Re: [PATCH] ipmi: Move remove_work to dedicated workqueue

From: Christophe JAILLET
Date: Fri Nov 12 2021 - 12:05:15 EST


Le 12/11/2021 à 17:54, Ioanna Alifieraki a écrit :
Currently when removing an ipmi_user the removal is deferred as a work on
the system's workqueue. Although this guarantees the free operation will
occur in non atomic context, it can race with the ipmi_msghandler module
removal (see [1]) . In case a remove_user work is scheduled for removal
and shortly after ipmi_msghandler module is removed we can end up in a
situation where the module is removed fist and when the work is executed
the system crashes with :
BUG: unable to handle page fault for address: ffffffffc05c3450
PF: supervisor instruction fetch in kernel mode
PF: error_code(0x0010) - not-present page
because the pages of the module are gone. In cleanup_ipmi() there is no
easy way to detect if there are any pending works to flush them before
removing the module. This patch creates a separate workqueue and schedules
the remove_work works on it. When removing the module the workqueue is
flushed to avoid the race.

[1] https://bugs.launchpad.net/bugs/1950666

Cc: stable@xxxxxxxxxxxxxxx
Fixes: 3b9a907223d7 (ipmi: fix sleep-in-atomic in free_user at cleanup SRCU user->release_barrier)
Signed-off-by: Ioanna Alifieraki <ioanna-maria.alifieraki@xxxxxxxxxxxxx>
---
drivers/char/ipmi/ipmi_msghandler.c | 9 ++++++++-
1 file changed, 8 insertions(+), 1 deletion(-)
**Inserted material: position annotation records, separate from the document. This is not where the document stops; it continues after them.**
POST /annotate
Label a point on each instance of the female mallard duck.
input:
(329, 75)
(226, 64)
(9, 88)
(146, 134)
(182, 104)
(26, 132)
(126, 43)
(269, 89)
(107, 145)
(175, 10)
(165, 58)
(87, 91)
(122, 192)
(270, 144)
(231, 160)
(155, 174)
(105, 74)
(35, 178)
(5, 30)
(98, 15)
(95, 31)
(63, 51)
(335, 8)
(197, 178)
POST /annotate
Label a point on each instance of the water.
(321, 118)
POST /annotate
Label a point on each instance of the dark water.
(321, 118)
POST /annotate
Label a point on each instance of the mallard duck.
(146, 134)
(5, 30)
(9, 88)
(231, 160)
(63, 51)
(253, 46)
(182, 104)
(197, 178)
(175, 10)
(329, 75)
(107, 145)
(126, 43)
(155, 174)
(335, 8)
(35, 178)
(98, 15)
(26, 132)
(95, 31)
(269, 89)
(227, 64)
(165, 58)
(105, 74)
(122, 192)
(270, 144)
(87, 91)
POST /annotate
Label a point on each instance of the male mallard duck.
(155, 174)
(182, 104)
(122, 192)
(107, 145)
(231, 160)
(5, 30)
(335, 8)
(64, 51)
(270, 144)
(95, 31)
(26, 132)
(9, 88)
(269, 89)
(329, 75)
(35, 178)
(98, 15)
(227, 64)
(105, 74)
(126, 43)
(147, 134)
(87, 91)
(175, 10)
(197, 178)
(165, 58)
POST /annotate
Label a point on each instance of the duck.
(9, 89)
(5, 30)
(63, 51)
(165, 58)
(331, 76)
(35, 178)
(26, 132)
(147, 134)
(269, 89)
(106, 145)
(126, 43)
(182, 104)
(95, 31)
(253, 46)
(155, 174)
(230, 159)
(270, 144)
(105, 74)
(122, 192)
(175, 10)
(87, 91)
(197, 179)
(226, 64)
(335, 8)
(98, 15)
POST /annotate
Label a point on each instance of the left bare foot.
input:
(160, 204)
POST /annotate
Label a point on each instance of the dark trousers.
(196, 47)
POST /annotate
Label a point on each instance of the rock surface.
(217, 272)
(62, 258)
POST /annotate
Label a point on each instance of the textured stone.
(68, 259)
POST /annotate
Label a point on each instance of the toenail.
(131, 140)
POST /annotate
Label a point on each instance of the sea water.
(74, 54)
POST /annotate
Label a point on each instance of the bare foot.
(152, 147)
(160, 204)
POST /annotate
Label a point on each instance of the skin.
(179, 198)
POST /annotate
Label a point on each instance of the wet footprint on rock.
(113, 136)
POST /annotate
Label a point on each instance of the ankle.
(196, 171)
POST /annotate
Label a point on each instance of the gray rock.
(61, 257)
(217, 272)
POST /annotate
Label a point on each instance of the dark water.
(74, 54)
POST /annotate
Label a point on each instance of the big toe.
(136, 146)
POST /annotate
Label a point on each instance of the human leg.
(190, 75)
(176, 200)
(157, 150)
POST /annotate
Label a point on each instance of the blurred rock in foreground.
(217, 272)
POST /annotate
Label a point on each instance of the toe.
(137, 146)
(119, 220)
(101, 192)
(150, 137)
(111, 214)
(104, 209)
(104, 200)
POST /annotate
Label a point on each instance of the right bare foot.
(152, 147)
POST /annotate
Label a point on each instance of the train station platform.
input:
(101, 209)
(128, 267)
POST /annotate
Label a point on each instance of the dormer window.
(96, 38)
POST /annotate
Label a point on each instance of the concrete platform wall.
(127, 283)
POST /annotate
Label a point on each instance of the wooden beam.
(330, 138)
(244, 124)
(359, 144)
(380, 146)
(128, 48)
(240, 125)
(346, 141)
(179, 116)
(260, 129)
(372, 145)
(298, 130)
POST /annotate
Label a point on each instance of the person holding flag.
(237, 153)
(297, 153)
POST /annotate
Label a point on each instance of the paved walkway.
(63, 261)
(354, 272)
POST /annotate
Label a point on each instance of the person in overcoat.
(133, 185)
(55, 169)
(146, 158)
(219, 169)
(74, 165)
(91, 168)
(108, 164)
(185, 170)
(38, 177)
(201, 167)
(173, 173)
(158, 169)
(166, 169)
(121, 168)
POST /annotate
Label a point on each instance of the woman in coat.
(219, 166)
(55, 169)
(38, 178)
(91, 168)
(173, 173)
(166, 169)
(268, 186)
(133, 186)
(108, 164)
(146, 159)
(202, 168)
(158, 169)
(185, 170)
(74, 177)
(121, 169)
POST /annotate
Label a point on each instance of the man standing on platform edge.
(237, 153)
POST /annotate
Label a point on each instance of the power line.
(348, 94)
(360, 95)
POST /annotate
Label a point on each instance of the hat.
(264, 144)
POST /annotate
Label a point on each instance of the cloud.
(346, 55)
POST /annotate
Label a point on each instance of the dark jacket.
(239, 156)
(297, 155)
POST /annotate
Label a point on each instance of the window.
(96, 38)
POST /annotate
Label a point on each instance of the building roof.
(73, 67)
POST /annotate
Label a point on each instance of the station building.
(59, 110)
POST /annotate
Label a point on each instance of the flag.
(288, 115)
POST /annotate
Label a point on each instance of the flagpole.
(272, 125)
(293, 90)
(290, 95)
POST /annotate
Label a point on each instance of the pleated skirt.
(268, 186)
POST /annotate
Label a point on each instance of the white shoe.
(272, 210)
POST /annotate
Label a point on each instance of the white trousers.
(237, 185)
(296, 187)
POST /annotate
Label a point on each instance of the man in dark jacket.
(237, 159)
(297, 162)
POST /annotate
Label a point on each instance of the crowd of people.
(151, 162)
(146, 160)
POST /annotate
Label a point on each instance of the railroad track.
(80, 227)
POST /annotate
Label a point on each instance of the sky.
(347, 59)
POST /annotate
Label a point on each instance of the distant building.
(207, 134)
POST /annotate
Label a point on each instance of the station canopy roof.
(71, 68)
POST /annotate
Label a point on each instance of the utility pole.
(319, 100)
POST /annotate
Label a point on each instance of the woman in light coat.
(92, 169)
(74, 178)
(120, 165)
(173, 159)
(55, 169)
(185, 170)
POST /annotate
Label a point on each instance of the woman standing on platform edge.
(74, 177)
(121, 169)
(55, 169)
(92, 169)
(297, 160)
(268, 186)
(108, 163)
diff --git a/drivers/char/ipmi/ipmi_msghandler.c b/drivers/char/ipmi/ipmi_msghandler.c
index deed355422f4..9e0ad2ccd3e0 100644
--- a/drivers/char/ipmi/ipmi_msghandler.c
+++ b/drivers/char/ipmi/ipmi_msghandler.c
@@ -191,6 +191,8 @@ struct ipmi_user {
struct work_struct remove_work;
};
+struct workqueue_struct *remove_work_wq;
+
static struct ipmi_user *acquire_ipmi_user(struct ipmi_user *user, int *index)
__acquires(user->release_barrier)
{
@@ -1297,7 +1299,7 @@ static void free_user(struct kref *ref)
struct ipmi_user *user = container_of(ref, struct ipmi_user, refcount);
/* SRCU cleanup must happen in task context. */
- schedule_work(&user->remove_work);
+ queue_work(remove_work_wq, &user->remove_work);
}
static void _ipmi_destroy_user(struct ipmi_user *user)
@@ -5383,6 +5385,8 @@ static int ipmi_init_msghandler(void)
atomic_notifier_chain_register(&panic_notifier_list, &panic_block);
+ remove_work_wq = create_singlethread_workqueue("ipmi-msghandler-remove-wq");
+
initialized = true;
out:
@@ -5408,6 +5412,9 @@ static void __exit cleanup_ipmi(void)
int count;
if (initialized) {
+ flush_workqueue(remove_work_wq);
+ destroy_workqueue(remove_work_wq);
+

Hi,

there is no need to call 'flush_workqueue()' before 'destroy_workqueue()'.
'destroy_workqueue()' already drains the queue before destroying it, so
there is no need to flush it explicitly.

Just my 2c.

CJ

atomic_notifier_chain_unregister(&panic_notifier_list,
&panic_block);